Shadows passed over her brother’s countenance. Without answering, he presented her with his back and filled the glasses a third time.
“Jasper.” She moved toward him, loving her brother, hating to see him filled with such torment, for it was the same pain that had been plaguing her ever since their brother had gone. “I know you miss him. Pray, think of how wrong this is. Think of Loge out there somewhere, hurt as badly as Gavin Winter, or worse. Think of someone keeping him from us—”
Her brother spun back to face her with such haste, the gin splashed over his hands. “He is bloody well dead, Caro. Gone to Rothisbone. Thinking about Loge out there somewhere would be for naught. He ain’t out there. He’s gone. This is different. Gavin Winter is a separate matter entirely, and I’ll thank you to trust me to ’andle it.”

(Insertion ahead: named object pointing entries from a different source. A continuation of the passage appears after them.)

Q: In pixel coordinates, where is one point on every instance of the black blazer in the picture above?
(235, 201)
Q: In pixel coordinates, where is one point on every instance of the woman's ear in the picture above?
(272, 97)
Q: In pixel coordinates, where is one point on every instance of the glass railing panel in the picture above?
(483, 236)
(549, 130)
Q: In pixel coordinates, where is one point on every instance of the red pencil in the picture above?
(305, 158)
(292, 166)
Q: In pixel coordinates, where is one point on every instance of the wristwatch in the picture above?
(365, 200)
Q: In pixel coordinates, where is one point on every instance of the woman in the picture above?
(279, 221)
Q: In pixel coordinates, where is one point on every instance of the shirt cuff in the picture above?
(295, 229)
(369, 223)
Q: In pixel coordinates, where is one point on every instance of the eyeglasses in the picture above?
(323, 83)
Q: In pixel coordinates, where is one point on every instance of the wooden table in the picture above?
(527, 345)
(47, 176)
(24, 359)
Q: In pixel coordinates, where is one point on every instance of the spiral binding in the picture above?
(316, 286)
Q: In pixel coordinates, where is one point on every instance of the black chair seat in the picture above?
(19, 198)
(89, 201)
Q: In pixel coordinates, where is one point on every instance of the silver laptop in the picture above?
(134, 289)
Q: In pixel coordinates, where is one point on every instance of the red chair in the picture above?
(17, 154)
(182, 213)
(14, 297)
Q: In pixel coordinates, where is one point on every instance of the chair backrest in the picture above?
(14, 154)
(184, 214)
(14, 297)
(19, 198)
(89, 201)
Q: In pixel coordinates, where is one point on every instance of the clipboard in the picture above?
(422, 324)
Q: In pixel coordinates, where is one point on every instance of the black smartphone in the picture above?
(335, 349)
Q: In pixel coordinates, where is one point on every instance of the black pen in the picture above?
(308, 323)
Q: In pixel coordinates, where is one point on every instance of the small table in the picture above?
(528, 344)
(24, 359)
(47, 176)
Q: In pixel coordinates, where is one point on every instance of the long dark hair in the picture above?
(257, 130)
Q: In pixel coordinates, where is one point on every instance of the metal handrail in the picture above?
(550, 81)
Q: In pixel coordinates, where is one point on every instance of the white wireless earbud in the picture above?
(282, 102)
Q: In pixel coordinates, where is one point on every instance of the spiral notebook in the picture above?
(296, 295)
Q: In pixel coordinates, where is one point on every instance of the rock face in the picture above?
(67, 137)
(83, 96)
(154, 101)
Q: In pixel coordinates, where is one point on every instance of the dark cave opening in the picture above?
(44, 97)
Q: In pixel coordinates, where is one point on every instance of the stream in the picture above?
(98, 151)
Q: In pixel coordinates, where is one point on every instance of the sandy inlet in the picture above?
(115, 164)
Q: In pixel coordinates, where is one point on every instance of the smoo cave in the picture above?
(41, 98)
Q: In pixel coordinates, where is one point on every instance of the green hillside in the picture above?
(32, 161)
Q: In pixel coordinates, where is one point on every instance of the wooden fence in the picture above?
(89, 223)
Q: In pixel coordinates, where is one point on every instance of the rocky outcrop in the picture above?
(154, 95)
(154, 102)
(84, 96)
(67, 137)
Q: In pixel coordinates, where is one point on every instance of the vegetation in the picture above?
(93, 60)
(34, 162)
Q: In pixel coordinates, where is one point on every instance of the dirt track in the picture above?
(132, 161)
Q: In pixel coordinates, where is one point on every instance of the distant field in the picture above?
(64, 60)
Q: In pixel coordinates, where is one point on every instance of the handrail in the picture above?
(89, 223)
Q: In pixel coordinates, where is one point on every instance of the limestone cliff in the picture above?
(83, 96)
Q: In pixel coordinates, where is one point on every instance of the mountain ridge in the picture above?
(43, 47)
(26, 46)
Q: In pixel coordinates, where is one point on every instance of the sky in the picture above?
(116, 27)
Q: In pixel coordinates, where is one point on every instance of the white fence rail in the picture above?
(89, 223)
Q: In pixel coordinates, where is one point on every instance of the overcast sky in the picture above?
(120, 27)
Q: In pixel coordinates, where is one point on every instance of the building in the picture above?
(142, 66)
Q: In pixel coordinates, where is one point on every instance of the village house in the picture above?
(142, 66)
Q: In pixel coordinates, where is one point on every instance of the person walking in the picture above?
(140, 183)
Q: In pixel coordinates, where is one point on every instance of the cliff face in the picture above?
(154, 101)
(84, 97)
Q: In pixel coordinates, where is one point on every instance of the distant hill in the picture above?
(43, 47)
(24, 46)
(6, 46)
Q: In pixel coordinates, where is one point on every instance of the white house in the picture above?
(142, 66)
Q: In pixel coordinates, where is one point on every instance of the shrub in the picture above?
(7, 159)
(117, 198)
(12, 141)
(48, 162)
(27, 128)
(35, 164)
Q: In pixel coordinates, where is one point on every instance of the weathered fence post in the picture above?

Tears bit at her eyes at the vehemence of Jasper’s response, the sharpness in his voice. He had just spoken aloud the words none of them had been willing to say, to openly acknowledge.
“You do not know for certain that Loge is dead,” she countered, swallowing down a lump of emotion—sadness, fear, she knew not what. “He could still be alive. The Winters are likely fearing the worst about Gavin. He has been here with us for almost a fortnight, with no word. Would you truly wish the agony we have experienced upon others?”
“It isn’t your affair,” her brother said, and then he drained the glasses he held in quick succession.
She had known that Logan’s disappearance had taken a toll upon them all, but Jasper had seemed to take it especially hard. Almost as if he felt responsible for what had happened. This ruthlessness he was exhibiting now, extraordinary even by his previous, dubious standards, troubled her.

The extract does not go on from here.